Dusty roads ahead stretch infinitely into the abyss. We’ve been driving for hours across the Rajasthani desert. In all honesty, I have no idea where I am. I squint my eyes once in a while, looking out for any sign of life. 
In the distance, I can eventually make out a tiny village. The houses are made up of cow dung, mud, homemade cement, sticks, and stones. 
As our car comes to a stop, silhouettes of children against the harsh sun start appearing. 
Tentative and bashfully, they slowly make their way over to us. They exchange a lot of frowns, slight head tilts, various eye movements, and very few words in Hindi, – a full conversation between each other about the newcomers.
Finally, an older boy breaks the ice and offers me a smile. I reciprocate it, and suddenly we aren’t “strangers” anymore. He burst into laughter and the rest of the younger children follow. Some of them extend handshakes while other hands begin to touch my arms and blond hair – not gonna lie, there is definitely some innocent hair tugging. I’m guessing they aren’t very used to seeing such skin tones and hair colour. 

 

After a while, the kids start holding out their hands – a very common hand gesture you sadly get used to when traveling through India. Most of the time it’s the beggars’ pose, begging for food or money. In this case tho, the kids wanted pens. 
(I paraphrase)
– “Pens?” I ask my local driver, Jeet. “Why pens?”

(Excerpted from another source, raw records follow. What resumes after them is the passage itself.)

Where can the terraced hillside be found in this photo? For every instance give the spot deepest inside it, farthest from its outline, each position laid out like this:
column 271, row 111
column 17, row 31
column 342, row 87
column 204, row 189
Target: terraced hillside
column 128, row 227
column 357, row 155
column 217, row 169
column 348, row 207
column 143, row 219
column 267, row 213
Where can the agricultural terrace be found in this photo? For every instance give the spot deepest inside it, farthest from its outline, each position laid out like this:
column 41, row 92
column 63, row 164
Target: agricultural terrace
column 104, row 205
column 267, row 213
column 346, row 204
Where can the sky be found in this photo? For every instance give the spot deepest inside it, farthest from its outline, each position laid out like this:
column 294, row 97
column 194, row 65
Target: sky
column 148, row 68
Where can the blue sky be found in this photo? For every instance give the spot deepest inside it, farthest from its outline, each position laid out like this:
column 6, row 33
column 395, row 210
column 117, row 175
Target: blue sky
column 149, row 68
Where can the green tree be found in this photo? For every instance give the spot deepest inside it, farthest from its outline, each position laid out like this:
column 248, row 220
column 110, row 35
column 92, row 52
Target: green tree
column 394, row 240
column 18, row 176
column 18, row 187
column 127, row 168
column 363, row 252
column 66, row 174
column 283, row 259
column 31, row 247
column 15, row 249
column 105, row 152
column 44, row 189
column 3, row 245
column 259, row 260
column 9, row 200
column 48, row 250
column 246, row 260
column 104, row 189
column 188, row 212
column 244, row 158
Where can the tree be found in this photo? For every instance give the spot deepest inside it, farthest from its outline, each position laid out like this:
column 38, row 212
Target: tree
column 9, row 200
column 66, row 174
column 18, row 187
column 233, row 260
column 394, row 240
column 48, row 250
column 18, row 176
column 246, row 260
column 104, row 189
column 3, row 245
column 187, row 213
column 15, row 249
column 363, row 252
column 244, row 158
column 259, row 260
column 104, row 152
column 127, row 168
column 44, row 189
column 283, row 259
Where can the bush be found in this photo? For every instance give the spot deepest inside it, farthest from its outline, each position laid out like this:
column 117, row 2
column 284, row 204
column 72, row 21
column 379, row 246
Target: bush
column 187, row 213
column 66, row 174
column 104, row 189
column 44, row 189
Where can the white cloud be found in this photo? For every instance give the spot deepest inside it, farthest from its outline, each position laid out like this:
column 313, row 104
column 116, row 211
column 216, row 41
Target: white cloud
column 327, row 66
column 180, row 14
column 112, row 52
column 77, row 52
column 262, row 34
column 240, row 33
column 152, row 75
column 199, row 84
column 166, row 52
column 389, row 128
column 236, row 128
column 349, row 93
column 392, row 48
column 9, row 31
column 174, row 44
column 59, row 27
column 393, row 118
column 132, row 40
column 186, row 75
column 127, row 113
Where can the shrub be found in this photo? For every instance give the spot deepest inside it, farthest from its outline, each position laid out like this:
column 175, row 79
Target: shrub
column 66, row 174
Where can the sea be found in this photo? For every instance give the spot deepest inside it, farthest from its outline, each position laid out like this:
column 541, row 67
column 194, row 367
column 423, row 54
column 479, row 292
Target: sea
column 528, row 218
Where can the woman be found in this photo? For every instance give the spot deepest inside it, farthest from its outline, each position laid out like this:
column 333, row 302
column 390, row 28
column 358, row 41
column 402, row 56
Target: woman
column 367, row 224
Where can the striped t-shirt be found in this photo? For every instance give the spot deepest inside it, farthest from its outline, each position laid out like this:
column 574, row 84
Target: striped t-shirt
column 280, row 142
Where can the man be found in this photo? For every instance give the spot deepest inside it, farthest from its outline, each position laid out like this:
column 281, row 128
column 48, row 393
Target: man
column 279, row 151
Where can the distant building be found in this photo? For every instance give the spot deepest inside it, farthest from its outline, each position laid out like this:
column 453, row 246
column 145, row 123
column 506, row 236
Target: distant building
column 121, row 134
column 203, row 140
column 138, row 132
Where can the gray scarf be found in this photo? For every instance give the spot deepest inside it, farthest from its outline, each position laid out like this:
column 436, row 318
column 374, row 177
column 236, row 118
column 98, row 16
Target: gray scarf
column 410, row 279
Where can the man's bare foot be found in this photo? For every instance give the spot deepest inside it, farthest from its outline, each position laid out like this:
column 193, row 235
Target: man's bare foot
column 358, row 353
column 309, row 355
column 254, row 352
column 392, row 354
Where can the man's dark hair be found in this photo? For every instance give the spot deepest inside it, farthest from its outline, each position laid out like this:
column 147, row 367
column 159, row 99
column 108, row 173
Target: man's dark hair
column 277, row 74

– “Yes Satya-ji, pens.” – Jeet answers in the Indian accent I have come to love so much. – “The kite festival is next week, and all the children are preparing for it. Making their own kites from whatever old cloth, plastic, and string they can find. The string which is attached to the kite is then wrapped around these pens, for flying control.”
Unfortunately, I was unaware of this and was only able to give out a few pens. 
So if you are ever traveling through India, my advice to you; stack up on pens – you will make a child’s day 🙂
The people you encounter in the remote villages are those of the most welcoming, sharing, and selfless. I have been invited into multiple homes for chai, dhal, and roti. Offered by families made up of 10+ members, who barely have enough to feed their own, but never hesitate to invite you in for a quick bite. 
The mama’s of these families always insist on one more bite or one more cup of tea.
I always find it hard to take what is offered, because I know it could potentially mean a smaller portion of food for someone else that evening. But of course, you don’t want to be rude. And it’s hard to resist such a warm invitation.